39.It is possible to argue that mistakes of fact made by a decision maker result in the final decision being irrational, but the mistake of fact must be fundamental. In order to establish that there was a demonstrable mistake of fact in the decision of the panel, an Applicant will have to provide “objectively verifiable evidence” of what is asserted to be the true picture.

 

40.The wording adopted by the panel appears in the dossier within OASys reports and in the PAROM1 report at page 351 of the parole dossier.

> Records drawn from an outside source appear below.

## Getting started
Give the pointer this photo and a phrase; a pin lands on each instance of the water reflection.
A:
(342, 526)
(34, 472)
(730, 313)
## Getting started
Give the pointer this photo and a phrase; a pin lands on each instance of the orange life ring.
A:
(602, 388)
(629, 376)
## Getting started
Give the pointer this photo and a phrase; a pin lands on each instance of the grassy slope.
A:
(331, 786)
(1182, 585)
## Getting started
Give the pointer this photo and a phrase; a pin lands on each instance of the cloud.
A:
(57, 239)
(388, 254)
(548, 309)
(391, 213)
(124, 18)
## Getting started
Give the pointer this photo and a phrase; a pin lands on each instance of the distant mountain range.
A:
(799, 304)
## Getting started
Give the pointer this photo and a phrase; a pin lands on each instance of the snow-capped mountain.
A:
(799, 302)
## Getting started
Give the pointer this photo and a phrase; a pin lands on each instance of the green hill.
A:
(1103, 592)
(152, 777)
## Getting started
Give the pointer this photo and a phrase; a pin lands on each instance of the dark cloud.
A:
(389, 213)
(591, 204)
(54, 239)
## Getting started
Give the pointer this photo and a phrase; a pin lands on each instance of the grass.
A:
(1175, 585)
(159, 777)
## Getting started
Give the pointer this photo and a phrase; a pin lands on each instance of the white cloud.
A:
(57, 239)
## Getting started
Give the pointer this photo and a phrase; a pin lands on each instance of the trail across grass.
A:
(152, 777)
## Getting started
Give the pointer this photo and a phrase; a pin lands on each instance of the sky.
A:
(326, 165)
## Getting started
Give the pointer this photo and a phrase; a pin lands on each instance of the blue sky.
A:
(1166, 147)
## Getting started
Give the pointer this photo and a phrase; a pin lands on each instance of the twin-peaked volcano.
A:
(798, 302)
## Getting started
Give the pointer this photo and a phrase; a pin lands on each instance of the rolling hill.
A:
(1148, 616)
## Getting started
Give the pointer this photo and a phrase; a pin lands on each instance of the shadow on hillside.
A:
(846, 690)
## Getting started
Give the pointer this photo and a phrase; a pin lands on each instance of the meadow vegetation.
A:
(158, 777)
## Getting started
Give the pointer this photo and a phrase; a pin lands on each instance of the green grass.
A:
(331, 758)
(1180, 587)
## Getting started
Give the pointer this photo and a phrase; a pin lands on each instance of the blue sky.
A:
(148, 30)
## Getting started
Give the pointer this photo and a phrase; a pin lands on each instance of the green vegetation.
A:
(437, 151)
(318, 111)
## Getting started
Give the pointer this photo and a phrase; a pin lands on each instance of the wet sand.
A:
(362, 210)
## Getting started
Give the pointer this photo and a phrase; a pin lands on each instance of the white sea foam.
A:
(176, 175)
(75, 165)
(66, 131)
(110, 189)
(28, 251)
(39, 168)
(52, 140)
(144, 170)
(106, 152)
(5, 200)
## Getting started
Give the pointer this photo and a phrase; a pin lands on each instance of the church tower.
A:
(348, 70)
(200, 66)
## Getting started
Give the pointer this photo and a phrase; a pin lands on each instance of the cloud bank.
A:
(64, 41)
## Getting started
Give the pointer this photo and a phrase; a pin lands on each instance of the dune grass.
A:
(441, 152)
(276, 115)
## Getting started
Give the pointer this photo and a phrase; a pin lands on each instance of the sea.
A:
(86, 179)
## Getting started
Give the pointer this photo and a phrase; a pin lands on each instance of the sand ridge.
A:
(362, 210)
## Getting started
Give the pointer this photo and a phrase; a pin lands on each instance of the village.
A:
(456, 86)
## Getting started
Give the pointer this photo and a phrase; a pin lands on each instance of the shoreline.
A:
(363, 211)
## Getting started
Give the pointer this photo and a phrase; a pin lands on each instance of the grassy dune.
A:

It states:  

 

    “In 2014 [the Applicant] was assessed for the Healthy Relationships Program, during the assessment concerns were raised regarding his views of the offence, resulting in him being suspended from HRP. I understand that he remains unsuitable for this intervention due to the views he has surrounding the offence and his Paranoid Personality Disorder.” 

 

41.The use of the word ‘suspended’ may result in ambiguity, it is not clear from the use of this wording in the written decision, that the panel understood, that the Applicant was assessed as unsuitable for the HRP and did not commence the programme, rather than commencing the HRP and then being suspended.  However, this is confirmed within the legal submissions at page 578 that the Applicant “was deemed unsuitable.” 

 

42.I do not consider that ambiguous wording, taken from other evidence in the dossier, as to whether the Applicant was assessed as unsuitable for the HRP or whether he was suspended from the HRP, in 2014, amounts to a fundamental mistake of fact in this case. He has not undertaken HSP, but the panel’s decision comments upon evidence that further offending behaviour work would have little benefit due to his views on the index offence. 

 

43.I have considered the specific submissions of the Applicant. I am satisfied that this decision was not so outrageous in its defiance of logic or accepted moral standards that no sensible person who had applied his mind to the question to be decided could have arrived at it. I do not consider any of the points raised have succeeded. Consequently, the ground of irrationality fails. 

 

44.The application for Reconsideration is refused.